Le Sénégal est-il suffisamment transparent dans la gestion de ses finances publiques ? Le Département d’État américain l’a récemment classé parmi les pays ne répondant pas aux exigences minimales en la matière.

Cette évaluation vise notamment l’accès aux documents budgétaires, leur exhaustivité et leur fiabilité. Elle porte aussi sur la transparence des procédures liées aux contrats et aux licences d’exploitation des ressources naturelles. Le rapport précise que ce classement ne constitue pas, à lui seul, une appréciation du niveau de corruption du pays.

La réaction de Babacar Ba au rapport américain est directe. L’ancien vice-président de l’OFNAC, qui préside l’ONG Forum du justiciable, juge cette appréciation « rien de surprenant ». Il met en cause les insuffisances dans la publication et le suivi des données financières.
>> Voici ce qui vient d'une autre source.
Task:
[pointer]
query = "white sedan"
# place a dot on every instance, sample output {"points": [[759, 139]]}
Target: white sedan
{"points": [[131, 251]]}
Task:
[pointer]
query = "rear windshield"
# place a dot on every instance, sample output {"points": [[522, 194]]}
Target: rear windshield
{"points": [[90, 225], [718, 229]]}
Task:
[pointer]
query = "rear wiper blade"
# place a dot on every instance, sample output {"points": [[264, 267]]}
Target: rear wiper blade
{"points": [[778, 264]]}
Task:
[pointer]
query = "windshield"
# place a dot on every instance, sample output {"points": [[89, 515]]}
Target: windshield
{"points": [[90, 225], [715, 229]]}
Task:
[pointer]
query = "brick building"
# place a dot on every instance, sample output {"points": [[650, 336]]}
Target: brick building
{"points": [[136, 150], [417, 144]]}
Comme l’écrit Seneweb, il estime que la Cour des comptes et l’Inspection générale d’État ne sont pas à jour de leurs rapports.
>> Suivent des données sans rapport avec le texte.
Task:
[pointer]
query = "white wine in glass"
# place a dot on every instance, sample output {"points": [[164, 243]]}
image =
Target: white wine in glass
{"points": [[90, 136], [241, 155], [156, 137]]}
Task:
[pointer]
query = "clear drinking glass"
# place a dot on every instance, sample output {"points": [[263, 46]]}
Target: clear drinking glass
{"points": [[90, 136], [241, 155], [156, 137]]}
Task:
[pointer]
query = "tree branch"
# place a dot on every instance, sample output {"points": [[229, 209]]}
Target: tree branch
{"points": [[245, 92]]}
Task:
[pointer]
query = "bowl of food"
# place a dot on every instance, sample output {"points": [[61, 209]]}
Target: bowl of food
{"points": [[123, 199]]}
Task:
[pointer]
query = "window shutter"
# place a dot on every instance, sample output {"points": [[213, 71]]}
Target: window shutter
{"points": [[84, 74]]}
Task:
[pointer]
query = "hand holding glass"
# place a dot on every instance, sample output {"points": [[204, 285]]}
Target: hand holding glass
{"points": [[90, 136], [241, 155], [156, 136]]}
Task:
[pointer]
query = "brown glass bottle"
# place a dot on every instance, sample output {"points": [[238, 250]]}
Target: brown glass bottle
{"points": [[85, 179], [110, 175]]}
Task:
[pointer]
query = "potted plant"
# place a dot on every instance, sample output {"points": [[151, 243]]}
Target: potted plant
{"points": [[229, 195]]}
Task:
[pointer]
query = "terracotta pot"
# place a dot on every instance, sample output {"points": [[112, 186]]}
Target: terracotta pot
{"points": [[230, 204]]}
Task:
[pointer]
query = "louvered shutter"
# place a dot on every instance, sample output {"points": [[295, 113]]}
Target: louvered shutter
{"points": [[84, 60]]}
Cette question prend une dimension particulière avec le débat sur les fonds politiques, dont la gestion met à l’épreuve la promesse de transparence portée par le président Bassirou Diomaye Faye, dans un contexte de forte tension budgétaire. Leur montant est passé de 650 millions de FCFA sous Abdou Diouf à 8 milliards sous Abdoulaye Wade, tandis que les dépenses réelles ont atteint 108 milliards entre 2008 et 2012. L’enjeu ne porte donc pas seulement sur l’existence de crédits budgétaires, mais sur leur traçabilité et le contrôle de leur utilisation.

Babacar Ba évoque également les revenus issus du pétrole. Selon lui, la part de la production revenant à l’État en numéraire a pu ne figurer dans aucune déclaration officielle. Il s’interroge aussi sur la dotation réellement affectée au Fonds intergénérationnel, destiné à préserver une partie des revenus des ressources naturelles pour les générations futures.
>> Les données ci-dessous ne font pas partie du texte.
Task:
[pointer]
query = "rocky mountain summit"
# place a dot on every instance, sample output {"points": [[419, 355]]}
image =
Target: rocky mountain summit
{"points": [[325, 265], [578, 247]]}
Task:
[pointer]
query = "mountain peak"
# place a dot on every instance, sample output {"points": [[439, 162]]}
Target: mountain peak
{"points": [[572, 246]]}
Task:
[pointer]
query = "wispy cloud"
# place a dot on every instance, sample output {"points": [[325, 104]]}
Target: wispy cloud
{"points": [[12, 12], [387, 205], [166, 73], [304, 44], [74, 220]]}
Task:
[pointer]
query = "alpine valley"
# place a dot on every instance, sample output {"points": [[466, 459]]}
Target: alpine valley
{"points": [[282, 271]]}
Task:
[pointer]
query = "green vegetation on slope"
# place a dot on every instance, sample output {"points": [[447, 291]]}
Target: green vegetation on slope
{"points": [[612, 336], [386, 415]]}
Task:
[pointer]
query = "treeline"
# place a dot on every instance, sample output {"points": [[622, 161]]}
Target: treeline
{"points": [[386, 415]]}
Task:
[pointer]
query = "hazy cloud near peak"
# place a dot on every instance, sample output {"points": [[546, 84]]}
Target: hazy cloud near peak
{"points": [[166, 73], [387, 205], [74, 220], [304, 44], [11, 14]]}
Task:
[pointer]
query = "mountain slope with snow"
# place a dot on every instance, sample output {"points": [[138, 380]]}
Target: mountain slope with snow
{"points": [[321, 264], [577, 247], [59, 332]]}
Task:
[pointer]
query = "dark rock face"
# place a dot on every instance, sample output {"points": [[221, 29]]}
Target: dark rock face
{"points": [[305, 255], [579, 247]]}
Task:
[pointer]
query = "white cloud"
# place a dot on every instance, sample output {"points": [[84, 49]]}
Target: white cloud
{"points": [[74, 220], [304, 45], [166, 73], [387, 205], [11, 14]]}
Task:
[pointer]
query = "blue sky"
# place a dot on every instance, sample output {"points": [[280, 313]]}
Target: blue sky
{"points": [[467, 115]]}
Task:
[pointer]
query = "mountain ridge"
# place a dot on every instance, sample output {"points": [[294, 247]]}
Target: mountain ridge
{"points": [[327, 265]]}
Le débat sur la dette renforce encore ces interrogations. Le FMI a évoqué une « décision très consciente de sous-estimer le stock de la dette » et une possible « intention explicite de dissimulation de certains engagements ». La Cour des comptes, elle, n’a pas utilisé l’expression « dette cachée » dans son rapport. Cette différence de formulation n’efface pas l’enjeu central : disposer de données financières complètes et fiables pour mesurer réellement la situation du pays.

Le Sénégal avait déjà été placé dans cette catégorie lors d’évaluations américaines précédentes, notamment dans le rapport consacré à l’exercice 2023. Face à cette situation, Babacar Ba interpelle le président Bassirou Diomaye Faye : « Monsieur le Président de la République, notre pays souffre d’un grave déficit de transparence ».